The existence of the seven pitch scale causes me to raise the question, “How does one musically divide seven in half?”  Music has many mathematical components, and this one creates an interesting occurrence within the element of harmony.  There is no interval (harmonic distance) between the major third and the perfect fourth, so there is no musical way to represent the interval of three and a half. 
Why is the bisect point of the musical alphabet even important?  This distance can be used as the building block for chords.  Since an interval of 3.5 does not exist in Western Music we are forced to build harmonies by stacking either thirds or fourths.   In the popular forms of modern day music this creates two different styles/characters of harmony. 

Trishal harmony (built off of thirds) has a more straight and tight sound.  All simple triads (three note chords) are built from the first, third and fifth scale degrees.  These types of chords create the characteristic sound of most rock and pop music.  If you invert the order of the pitches, you have a triad that consists of one fourth and one third (a mixture of the two intervals).  However, when you are limited to these three pitches (1st, 3rd and 5th) it is impossible to create a chord (in a close voicing) that consists of all fourths.  Even basic seventh chords (adding the 7th as an additional pitch) cannot be voiced as pure stacks of fourths.    

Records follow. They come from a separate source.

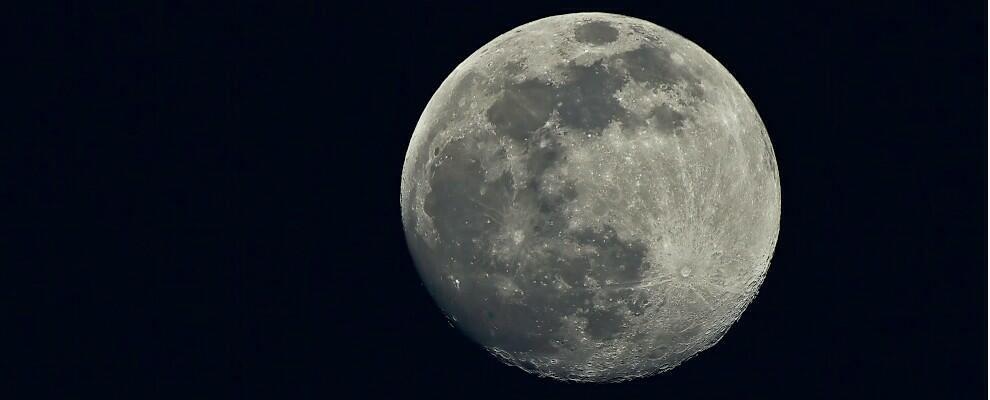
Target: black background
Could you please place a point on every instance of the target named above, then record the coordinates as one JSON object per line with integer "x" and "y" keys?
{"x": 203, "y": 201}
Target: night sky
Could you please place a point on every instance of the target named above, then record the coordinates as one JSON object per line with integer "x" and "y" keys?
{"x": 203, "y": 201}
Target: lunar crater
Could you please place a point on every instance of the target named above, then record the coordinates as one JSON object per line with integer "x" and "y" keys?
{"x": 591, "y": 197}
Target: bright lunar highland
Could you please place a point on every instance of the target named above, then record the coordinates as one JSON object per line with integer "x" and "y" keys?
{"x": 591, "y": 197}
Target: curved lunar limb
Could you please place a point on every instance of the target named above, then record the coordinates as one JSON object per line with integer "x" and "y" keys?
{"x": 591, "y": 197}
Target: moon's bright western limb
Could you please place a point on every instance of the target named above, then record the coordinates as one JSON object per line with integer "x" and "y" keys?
{"x": 591, "y": 197}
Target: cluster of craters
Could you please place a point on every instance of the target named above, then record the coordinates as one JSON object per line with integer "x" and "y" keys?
{"x": 590, "y": 198}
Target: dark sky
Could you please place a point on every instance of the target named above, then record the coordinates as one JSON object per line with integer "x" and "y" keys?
{"x": 203, "y": 201}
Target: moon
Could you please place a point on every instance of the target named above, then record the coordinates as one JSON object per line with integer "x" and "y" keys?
{"x": 591, "y": 197}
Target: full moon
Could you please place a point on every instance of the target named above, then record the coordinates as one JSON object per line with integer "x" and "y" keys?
{"x": 591, "y": 197}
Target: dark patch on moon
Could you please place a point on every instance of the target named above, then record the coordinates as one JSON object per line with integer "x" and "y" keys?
{"x": 588, "y": 99}
{"x": 523, "y": 108}
{"x": 666, "y": 119}
{"x": 596, "y": 33}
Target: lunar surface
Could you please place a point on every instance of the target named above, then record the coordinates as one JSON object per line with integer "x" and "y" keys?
{"x": 591, "y": 197}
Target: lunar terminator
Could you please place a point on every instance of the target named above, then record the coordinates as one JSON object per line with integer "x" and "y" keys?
{"x": 591, "y": 197}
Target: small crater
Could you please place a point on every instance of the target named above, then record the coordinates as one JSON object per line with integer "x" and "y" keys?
{"x": 596, "y": 33}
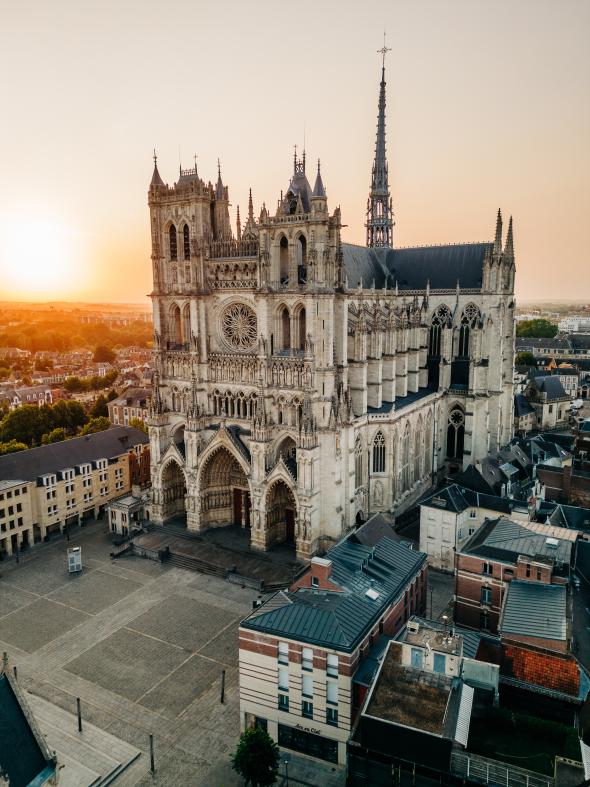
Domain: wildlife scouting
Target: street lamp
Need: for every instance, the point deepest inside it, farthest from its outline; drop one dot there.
(286, 760)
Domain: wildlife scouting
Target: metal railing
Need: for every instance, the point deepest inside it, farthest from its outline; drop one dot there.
(480, 769)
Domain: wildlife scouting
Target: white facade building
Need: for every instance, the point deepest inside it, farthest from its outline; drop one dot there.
(303, 383)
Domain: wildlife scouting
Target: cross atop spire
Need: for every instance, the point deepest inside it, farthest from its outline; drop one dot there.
(383, 51)
(379, 211)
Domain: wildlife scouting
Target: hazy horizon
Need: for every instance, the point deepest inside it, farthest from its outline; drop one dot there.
(488, 105)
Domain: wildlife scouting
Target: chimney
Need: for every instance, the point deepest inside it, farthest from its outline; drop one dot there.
(321, 570)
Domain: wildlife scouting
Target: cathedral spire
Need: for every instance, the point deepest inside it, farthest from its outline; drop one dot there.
(379, 212)
(156, 179)
(509, 247)
(498, 238)
(250, 208)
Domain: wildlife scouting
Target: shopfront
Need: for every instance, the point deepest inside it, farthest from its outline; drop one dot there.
(308, 740)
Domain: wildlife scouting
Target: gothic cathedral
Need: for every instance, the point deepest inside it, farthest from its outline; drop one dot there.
(303, 383)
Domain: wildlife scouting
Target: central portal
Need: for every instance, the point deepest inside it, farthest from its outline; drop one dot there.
(280, 513)
(225, 494)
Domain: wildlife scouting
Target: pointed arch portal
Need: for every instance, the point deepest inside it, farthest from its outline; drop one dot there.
(281, 511)
(224, 491)
(173, 491)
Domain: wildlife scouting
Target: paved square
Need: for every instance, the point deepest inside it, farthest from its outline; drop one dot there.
(94, 591)
(180, 688)
(38, 623)
(12, 598)
(127, 663)
(141, 644)
(183, 622)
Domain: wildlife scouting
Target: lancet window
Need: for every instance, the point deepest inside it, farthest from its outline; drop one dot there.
(173, 244)
(379, 453)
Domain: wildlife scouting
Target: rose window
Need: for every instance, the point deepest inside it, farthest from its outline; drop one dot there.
(456, 418)
(238, 324)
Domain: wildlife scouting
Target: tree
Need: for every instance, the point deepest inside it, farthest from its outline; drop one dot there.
(26, 424)
(55, 436)
(11, 446)
(539, 328)
(100, 409)
(95, 425)
(256, 758)
(524, 359)
(103, 354)
(137, 423)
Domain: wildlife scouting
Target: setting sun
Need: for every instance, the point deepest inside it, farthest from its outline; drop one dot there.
(36, 258)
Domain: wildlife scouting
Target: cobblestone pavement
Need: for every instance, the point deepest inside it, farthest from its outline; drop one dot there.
(143, 646)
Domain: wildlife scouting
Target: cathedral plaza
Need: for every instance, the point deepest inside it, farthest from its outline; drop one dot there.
(142, 645)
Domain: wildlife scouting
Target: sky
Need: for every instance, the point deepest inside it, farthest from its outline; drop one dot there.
(488, 105)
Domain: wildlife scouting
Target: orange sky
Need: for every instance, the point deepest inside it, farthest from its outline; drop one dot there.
(488, 105)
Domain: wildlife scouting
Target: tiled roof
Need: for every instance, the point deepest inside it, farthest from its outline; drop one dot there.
(521, 406)
(52, 458)
(550, 385)
(536, 610)
(341, 619)
(541, 669)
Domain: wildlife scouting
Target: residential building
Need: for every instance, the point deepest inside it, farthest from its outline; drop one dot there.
(36, 394)
(568, 480)
(500, 551)
(510, 472)
(363, 368)
(545, 394)
(525, 416)
(46, 489)
(450, 516)
(536, 614)
(446, 702)
(574, 323)
(133, 403)
(300, 650)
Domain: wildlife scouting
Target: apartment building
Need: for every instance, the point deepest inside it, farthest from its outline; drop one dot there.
(450, 516)
(299, 651)
(133, 403)
(500, 551)
(44, 490)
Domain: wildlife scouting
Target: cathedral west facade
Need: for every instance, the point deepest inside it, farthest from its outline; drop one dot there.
(303, 383)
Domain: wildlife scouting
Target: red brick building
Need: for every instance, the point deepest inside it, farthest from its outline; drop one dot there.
(499, 552)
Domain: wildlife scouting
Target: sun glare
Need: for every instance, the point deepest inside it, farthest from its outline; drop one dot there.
(36, 260)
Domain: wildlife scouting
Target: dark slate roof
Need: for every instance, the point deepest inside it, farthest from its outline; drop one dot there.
(502, 539)
(533, 609)
(24, 756)
(29, 465)
(550, 385)
(573, 517)
(412, 268)
(580, 341)
(532, 342)
(457, 498)
(521, 406)
(340, 620)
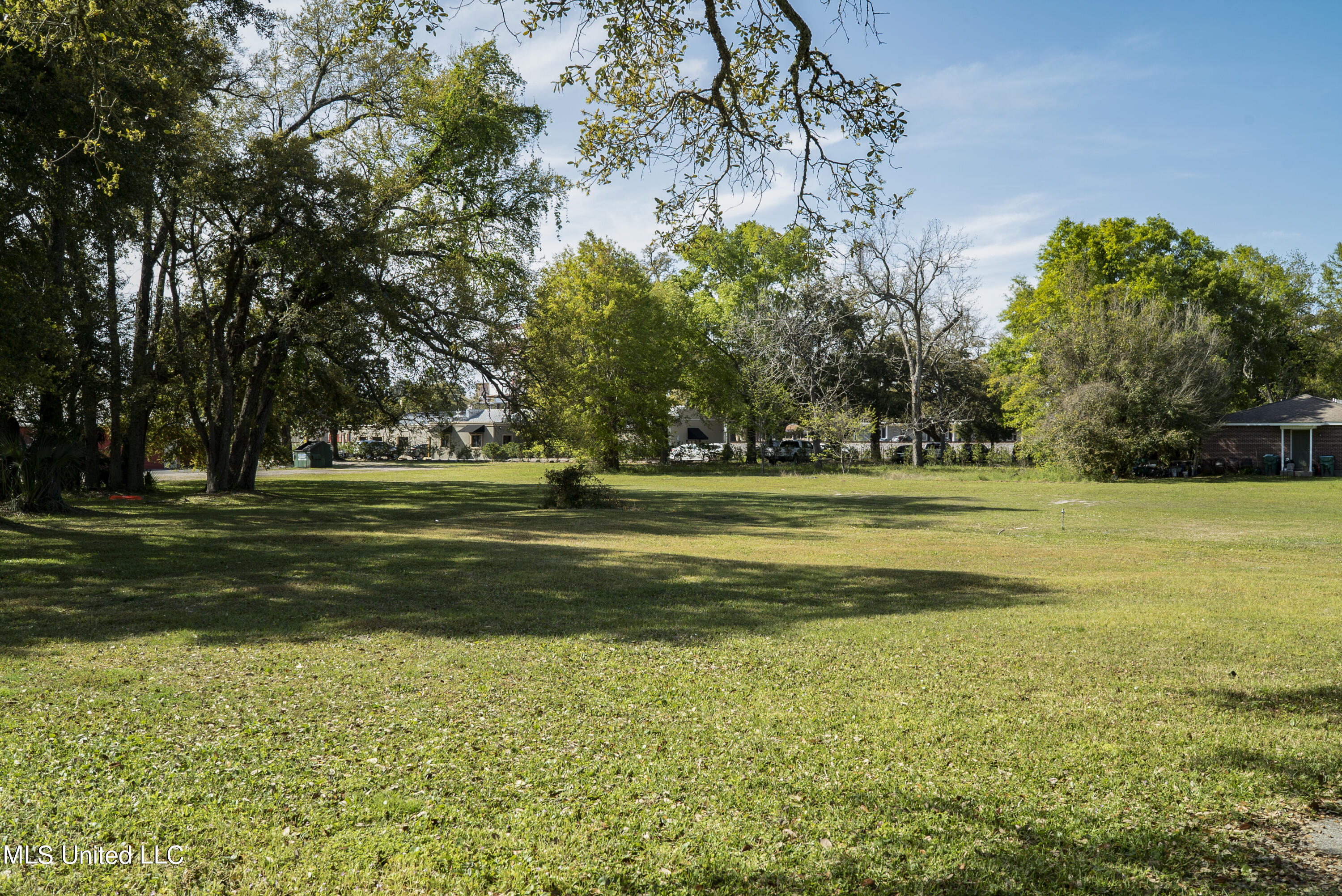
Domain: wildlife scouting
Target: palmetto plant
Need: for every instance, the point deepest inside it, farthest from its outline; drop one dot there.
(31, 475)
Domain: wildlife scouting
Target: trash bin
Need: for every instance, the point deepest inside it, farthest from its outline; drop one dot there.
(313, 454)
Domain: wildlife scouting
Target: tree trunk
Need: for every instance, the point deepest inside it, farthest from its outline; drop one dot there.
(247, 475)
(85, 340)
(113, 369)
(143, 386)
(10, 429)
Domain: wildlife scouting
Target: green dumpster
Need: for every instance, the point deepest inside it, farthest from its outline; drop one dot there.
(313, 454)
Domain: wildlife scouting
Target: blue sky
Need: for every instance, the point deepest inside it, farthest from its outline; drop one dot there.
(1223, 117)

Quartal harmony (built off of fourths) has a more lose and opened sound.  The only way to achieve pure quartal harmony is to build chords consisting of more pitches.  Seventh chords are also stacked in thirds within their root position.  The extra pitch does allow us to create additions combinations of thirds and fourths within the harmonic intervals.  As you add additional pitches to the harmony (color tones and upper extensions) you finally achieve the ability to construct cords built only of fourths. 


These seventh chords with additional pitches are characteristic of the sound of jazz, blues, gospel and r&b music.  So, it can be said that the more fourths are used to build the chords of a particular type of music the more the characteristic sound of that music leans towards jazz.  In addition, the more thirds are used the more the characteristic sound leans towards rock or pop.  I find it interesting that this inability to evenly split the seven note scale causes a split in modern musical styles.